Jan 22, 2021
In his new memoir, he describes himself as a "meek" boy who dealt with a severe stutter when he was growing up on the northside of Indianapolis. So John Mutz, now 85, seemed unlikely to carve out a career as a political and civic leader.
But even before his two terms as Indiana’s lieutenant governor (1981-89), he was playing a key role in many facets of the modern history of his hometown, including the birth of Unigov, the consolidation of most aspects of city and Marion County governments that was considered revolutionary in the late 1960s.
When Mutz and other emerging political leaders, including Richard Lugar, started brainstorming about ways to invigorate their hometown - which in the mid-1960s was "regarded as a sleepy backwater," as Mutz puts it - their vision was not to unify city and county governments.
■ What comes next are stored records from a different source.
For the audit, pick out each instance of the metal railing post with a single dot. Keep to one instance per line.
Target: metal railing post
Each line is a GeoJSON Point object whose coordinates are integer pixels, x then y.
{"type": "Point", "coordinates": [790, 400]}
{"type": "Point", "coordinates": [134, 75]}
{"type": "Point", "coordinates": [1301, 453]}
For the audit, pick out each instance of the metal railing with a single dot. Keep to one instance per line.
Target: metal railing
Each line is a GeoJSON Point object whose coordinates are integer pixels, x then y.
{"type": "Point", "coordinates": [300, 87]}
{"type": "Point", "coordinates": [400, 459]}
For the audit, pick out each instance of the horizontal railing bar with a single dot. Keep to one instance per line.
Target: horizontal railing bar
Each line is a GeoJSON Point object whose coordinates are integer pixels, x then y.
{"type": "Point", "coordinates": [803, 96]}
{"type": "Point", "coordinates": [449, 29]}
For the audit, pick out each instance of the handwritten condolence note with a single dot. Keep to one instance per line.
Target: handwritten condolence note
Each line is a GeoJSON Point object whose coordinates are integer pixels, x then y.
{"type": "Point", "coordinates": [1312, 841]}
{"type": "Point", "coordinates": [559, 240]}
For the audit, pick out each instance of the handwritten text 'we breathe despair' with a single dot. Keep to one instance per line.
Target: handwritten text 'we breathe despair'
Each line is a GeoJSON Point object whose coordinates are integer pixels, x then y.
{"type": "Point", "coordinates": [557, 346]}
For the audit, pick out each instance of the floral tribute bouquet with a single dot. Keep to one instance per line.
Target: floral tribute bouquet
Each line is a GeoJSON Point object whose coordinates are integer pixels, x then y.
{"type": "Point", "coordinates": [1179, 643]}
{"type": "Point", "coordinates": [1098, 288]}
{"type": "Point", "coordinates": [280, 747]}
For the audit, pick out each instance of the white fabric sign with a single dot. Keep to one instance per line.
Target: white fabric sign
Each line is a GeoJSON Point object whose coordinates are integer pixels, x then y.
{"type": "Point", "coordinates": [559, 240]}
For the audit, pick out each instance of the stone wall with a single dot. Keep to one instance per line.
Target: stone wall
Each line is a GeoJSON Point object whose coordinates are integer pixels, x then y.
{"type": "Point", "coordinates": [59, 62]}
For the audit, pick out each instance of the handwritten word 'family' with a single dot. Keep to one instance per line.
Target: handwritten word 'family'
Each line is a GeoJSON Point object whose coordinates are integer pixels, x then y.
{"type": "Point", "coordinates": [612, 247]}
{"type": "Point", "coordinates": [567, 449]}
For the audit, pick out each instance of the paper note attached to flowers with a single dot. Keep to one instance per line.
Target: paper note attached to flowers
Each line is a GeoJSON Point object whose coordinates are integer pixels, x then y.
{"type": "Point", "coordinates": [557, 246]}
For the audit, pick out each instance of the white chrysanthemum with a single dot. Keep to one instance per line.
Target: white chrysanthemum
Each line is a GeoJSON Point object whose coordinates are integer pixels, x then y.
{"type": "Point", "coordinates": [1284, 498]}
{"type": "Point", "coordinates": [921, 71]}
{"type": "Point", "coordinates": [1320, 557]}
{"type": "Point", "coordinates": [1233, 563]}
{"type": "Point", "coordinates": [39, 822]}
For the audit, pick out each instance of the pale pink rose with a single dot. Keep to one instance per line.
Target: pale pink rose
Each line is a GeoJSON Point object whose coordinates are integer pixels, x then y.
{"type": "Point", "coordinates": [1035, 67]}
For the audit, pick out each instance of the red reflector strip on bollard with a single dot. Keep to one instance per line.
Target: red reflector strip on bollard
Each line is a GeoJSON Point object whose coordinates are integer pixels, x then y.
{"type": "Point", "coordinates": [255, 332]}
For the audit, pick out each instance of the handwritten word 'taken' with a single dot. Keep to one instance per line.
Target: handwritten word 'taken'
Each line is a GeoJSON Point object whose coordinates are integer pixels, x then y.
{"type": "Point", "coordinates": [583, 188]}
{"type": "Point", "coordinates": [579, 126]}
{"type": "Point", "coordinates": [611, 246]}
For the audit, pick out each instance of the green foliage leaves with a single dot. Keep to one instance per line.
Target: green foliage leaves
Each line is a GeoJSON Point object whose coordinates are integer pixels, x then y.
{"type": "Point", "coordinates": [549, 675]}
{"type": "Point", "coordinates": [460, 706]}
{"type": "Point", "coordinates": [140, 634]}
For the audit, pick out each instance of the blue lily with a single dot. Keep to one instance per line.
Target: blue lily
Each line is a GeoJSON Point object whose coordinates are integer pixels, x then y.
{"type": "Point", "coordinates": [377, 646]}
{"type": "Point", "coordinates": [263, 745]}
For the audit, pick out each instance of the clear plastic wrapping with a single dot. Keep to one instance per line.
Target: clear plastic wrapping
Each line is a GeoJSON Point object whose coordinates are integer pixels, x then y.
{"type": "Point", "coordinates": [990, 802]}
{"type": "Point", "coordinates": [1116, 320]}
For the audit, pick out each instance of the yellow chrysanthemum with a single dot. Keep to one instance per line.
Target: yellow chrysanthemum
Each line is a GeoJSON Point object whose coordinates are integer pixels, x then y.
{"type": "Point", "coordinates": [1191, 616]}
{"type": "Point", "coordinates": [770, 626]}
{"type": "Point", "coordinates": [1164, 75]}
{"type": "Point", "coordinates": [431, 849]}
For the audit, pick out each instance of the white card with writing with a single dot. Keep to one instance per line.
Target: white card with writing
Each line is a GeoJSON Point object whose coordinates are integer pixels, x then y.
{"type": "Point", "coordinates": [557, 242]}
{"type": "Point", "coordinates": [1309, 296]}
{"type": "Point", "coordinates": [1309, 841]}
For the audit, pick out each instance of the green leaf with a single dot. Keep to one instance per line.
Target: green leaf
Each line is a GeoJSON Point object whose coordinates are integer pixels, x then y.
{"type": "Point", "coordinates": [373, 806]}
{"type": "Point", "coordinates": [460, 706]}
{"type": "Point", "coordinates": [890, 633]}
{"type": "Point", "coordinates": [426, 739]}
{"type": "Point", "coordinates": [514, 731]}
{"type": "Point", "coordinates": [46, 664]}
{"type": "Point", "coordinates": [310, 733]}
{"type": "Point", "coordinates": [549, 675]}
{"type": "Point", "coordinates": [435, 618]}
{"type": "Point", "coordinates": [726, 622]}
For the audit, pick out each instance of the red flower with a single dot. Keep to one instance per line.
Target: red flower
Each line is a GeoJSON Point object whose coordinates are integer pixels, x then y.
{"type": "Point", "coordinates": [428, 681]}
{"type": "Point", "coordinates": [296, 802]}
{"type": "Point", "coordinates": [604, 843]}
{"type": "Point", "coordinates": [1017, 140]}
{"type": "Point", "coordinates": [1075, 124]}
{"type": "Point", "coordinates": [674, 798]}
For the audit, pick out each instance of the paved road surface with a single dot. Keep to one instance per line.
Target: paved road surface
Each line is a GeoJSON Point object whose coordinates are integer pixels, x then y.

According to An Examined Life: The John Mutz Story (Indiana Historical Society Press, 2020), they aspired to make the Hoosier capital the home of a public, state-supported university independent of either Indiana or Purdue universities.
To explore how that effort changed direction - as well as other aspects of political and civic history - Mutz will be Nelson's guest. A lifelong Republican, Mutz made headlines in September when he became, as the Indianapolis Business Journal put it, "the first prominent Indiana Republican to publicly rebuke Trump."
In announcing he would vote for Joe Biden in the presidential race, Mutz wrote: "I am not leaving my party. I am following my conscience."
Like Biden, Mutz has coped with a stutter that became apparent during his boyhood at Indianapolis Public School No. 84 and Broad Ripple High School, where he was a member of the class of 1953. In An Examined Life, he describes the city then as "insular" and the northside neighborhoods where he lived as lacking in diversity, noting he had only one Black classmate at Broad Ripple.
After achieving success as a political and civic leader, Mutz was asked to speak to camps and support groups for children who were, in his words, "trying to conquer their stutter." He adds, "These experiences were some of the most moving of my life."
In addition to his involvement in what became Unigov, Mutz also was among a group of leaders in the 1970s - eventually known as the City Committee - that settled on emphasizing sports as a strategy for spurring rejuvenation in downtown Indy.
Acknowledging in An Examined Life that almost all of those leaders then were men, he writes: "I am amazed that our society has still not recognized the untapped potential in women's leadership."
The Hoosier women whose leadership he praises include some who have been previous Hoosier History Live guests, such as U.S. District Court Judge Sarah Evans Barker and another former lieutenant governor, Sue Ellspermann.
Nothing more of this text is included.